The influential parenting data expert and self-described “vagina economist,” Emily Oster blasted out her weekly email newsletter with the subject line “Gas Stoves and Asthma,” describing the “panicked emails and DMs” she received from her readers. Local news outlets latched on to the “advice for parents” angle, and parenting blogs asked pediatricians to weigh in.
But as The Washington Free Beacon reported on Monday, the study behind the Consumer Product Safety commissioner’s call to ban gas stoves not only fails to prove a connection between gas stoves and asthma but was funded by a green energy group with ties to the Chinese government.
“The study — which spans just nine paragraphs — was based on a hodgepodge of different data and methodologies spanning various years and countries, ranging from 2019 U.S. Census data to conclusions from a 2018 analysis in Australia,” Free Beacon reporters Collin Anderson and Joseph Simonson found.
In other words, despite corporate media fearmongering, a gas stove is one of the less harmful items to have in your family’s household and is only being presented as dangerous as a means for the government(s) to control your energy usage.
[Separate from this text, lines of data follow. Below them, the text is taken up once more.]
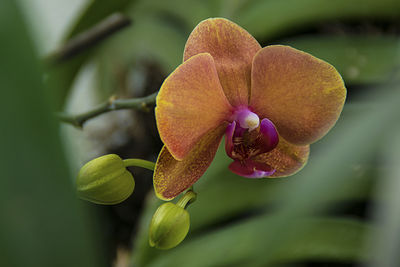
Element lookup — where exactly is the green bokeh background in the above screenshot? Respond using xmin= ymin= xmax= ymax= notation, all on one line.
xmin=0 ymin=0 xmax=400 ymax=267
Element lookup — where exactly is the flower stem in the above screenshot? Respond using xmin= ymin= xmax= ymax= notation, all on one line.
xmin=176 ymin=187 xmax=197 ymax=209
xmin=124 ymin=159 xmax=156 ymax=171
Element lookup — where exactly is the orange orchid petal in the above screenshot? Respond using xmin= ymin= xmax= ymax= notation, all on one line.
xmin=253 ymin=137 xmax=310 ymax=178
xmin=184 ymin=18 xmax=261 ymax=106
xmin=156 ymin=53 xmax=232 ymax=160
xmin=153 ymin=123 xmax=227 ymax=200
xmin=250 ymin=45 xmax=346 ymax=145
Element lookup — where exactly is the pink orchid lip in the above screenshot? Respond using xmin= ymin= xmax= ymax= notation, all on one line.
xmin=228 ymin=159 xmax=275 ymax=178
xmin=225 ymin=108 xmax=279 ymax=178
xmin=259 ymin=118 xmax=279 ymax=153
xmin=225 ymin=121 xmax=236 ymax=158
xmin=233 ymin=107 xmax=260 ymax=131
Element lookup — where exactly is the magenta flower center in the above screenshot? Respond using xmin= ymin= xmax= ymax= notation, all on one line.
xmin=225 ymin=108 xmax=279 ymax=178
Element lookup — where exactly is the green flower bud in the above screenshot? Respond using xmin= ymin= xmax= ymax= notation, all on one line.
xmin=149 ymin=202 xmax=190 ymax=249
xmin=76 ymin=154 xmax=135 ymax=205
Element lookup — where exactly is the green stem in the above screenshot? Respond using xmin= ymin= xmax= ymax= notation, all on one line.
xmin=124 ymin=159 xmax=156 ymax=171
xmin=176 ymin=187 xmax=197 ymax=209
xmin=58 ymin=92 xmax=157 ymax=128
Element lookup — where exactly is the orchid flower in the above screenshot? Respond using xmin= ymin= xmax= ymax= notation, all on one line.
xmin=153 ymin=18 xmax=346 ymax=200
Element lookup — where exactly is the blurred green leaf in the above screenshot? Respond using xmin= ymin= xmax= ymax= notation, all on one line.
xmin=0 ymin=0 xmax=102 ymax=267
xmin=146 ymin=218 xmax=368 ymax=267
xmin=66 ymin=0 xmax=137 ymax=40
xmin=238 ymin=0 xmax=400 ymax=39
xmin=285 ymin=36 xmax=400 ymax=84
xmin=48 ymin=0 xmax=136 ymax=106
xmin=368 ymin=124 xmax=400 ymax=267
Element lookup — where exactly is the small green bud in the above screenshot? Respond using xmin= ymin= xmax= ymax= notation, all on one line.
xmin=76 ymin=154 xmax=135 ymax=205
xmin=149 ymin=202 xmax=190 ymax=249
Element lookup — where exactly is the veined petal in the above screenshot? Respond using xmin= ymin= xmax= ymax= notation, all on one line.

In fact, here are 27 things that pose a greater risk to your child’s health and well-being than exposure to a gas stove.
- Smartphones
- A smartphone with TikTok
- Cohabitating partners instead of married parents
- Pitbulls
- Ritalin
- Public school textbooks
- An Xbox
- Lead paint
- Face masks
- Marijuana
- Liquid nicotine, vapes, and e-cigarettes
- Seed oils
- Tide pods
- Unsecured bookcases
- Unsecured handguns
- Loose plastic bags
- Lithium coin batteries
- Heelys
- Fast food
- Contaminated tap water
- “Anti-racist Baby”
- “I am Jazz”
- Puberty blockers
- Hoverboards
- Pornography
- Trampolines
- Ouija boards
If your children or teenagers have access to one or more of these items, a gas stove is the least of your worries.